Date | November 2018 | Marks available | 2 | Reference code | 18N.2.HL.TZ0.4 |
Level | HL | Paper | 2 | Time zone | no time zone |
Command term | Outline | Question number | 4 | Adapted from | N/A |
Question
The Ministry of Tourism intends to include data from a number of sources in a data warehouse in an attempt to improve the services the tourism companies offer to their customers.
The Ministry of Tourism will use data mining to provide the Government with information that it can use to promote and support tourism in the country.
Identify four sources of information that could be incorporated in the data warehouse.
Outline two differences between a data warehouse and database.
Explain how the Extract, Transform, Load (ETL) processes can be used to address the problems related to data migration.
Outline one ethical problem that may result from data mining.
Explain how cluster analysis can be used to improve the advertising strategy of the tourism companies.

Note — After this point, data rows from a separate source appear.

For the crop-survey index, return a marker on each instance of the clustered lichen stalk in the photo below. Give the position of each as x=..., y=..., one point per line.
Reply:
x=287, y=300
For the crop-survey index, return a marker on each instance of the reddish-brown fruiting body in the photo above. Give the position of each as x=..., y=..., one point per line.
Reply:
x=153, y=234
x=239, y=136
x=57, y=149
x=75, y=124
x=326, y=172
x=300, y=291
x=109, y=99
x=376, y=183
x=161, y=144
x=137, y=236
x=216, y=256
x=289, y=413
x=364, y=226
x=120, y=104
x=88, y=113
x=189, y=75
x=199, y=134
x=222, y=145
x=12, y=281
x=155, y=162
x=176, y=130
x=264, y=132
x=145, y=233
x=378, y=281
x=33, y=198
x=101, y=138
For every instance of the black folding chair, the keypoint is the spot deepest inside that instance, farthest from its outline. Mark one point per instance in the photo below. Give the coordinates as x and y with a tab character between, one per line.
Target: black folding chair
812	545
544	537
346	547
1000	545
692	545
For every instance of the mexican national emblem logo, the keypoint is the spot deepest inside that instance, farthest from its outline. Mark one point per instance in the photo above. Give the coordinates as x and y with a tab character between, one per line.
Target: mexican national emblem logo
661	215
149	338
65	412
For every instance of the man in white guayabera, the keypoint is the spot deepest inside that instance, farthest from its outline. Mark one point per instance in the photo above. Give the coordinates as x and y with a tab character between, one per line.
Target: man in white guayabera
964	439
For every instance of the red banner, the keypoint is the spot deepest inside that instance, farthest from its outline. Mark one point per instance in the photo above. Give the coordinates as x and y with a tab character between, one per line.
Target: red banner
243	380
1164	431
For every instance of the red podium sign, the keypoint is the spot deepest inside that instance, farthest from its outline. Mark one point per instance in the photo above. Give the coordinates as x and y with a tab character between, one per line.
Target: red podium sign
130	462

Explain the importance of link analysis in exploring patterns in data mining.
Markscheme
Award up to [4 max].
Award [1] for each source of information up to [4 max].
For example,
Sources of travel information such as airports, ports, bus/train;
Sources of personal data about tourists (such as age, gender, etc.);
Sources of social data about tourists (such as family status, occupation, economic circumstances, etc.);
Sources of information about the tourism products and services these tourists booked such as:
- accommodation (hotels, camps, apartments);
- attractions (natural parks, palaces, museums);
- activities (yachting, biking, diving, fishing, surfing);
Award up to [4 max].
Award [1] for each identifying a difference between a data warehouse and a database and [1] for an expansion up to [2 max].
Mark as [2] and [2].
Database is based on operational processing;
Whilst data warehouse is based on informational processing;
The operations on databases consist of transactions;
Whilst operations on data warehouse consist of queries;
Database is used for everyday transactions;
Whilst data warehouse is used for decision support;
Database mainly stores current data;
Whilst data warehouse stores historical data;
Data in the database is always up to date/accurate;
Whilst the data in data warehouse is maintained over time;
Data in the database is simple/primitive/detailed;
Whilst data warehouse holds summarized/consolidated data;
The type of access to data in database is read/write;
Whilst mostly read only access for the data stored in data warehouse;
Database size is smaller (for example in up to 10GB);
Than the size of data warehouse (for example 100GB to TB);
View of data in database is flat/relational;
Whilst the view of data in data warehouse is multidimensional;
Users (end-users) of the database are common users (for example customers, tourists, clerks, etc.);
Whilst end-users of data warehouse are knowledge users (for example, analysts, managers, executives);
The number of database users is greater;
Whilst the data in data warehouse is used by smaller number of people;
Award up to [3 max].
Extract data
Award [1 max] for an explanation of how the extraction process can be used to address the problems related to data migration.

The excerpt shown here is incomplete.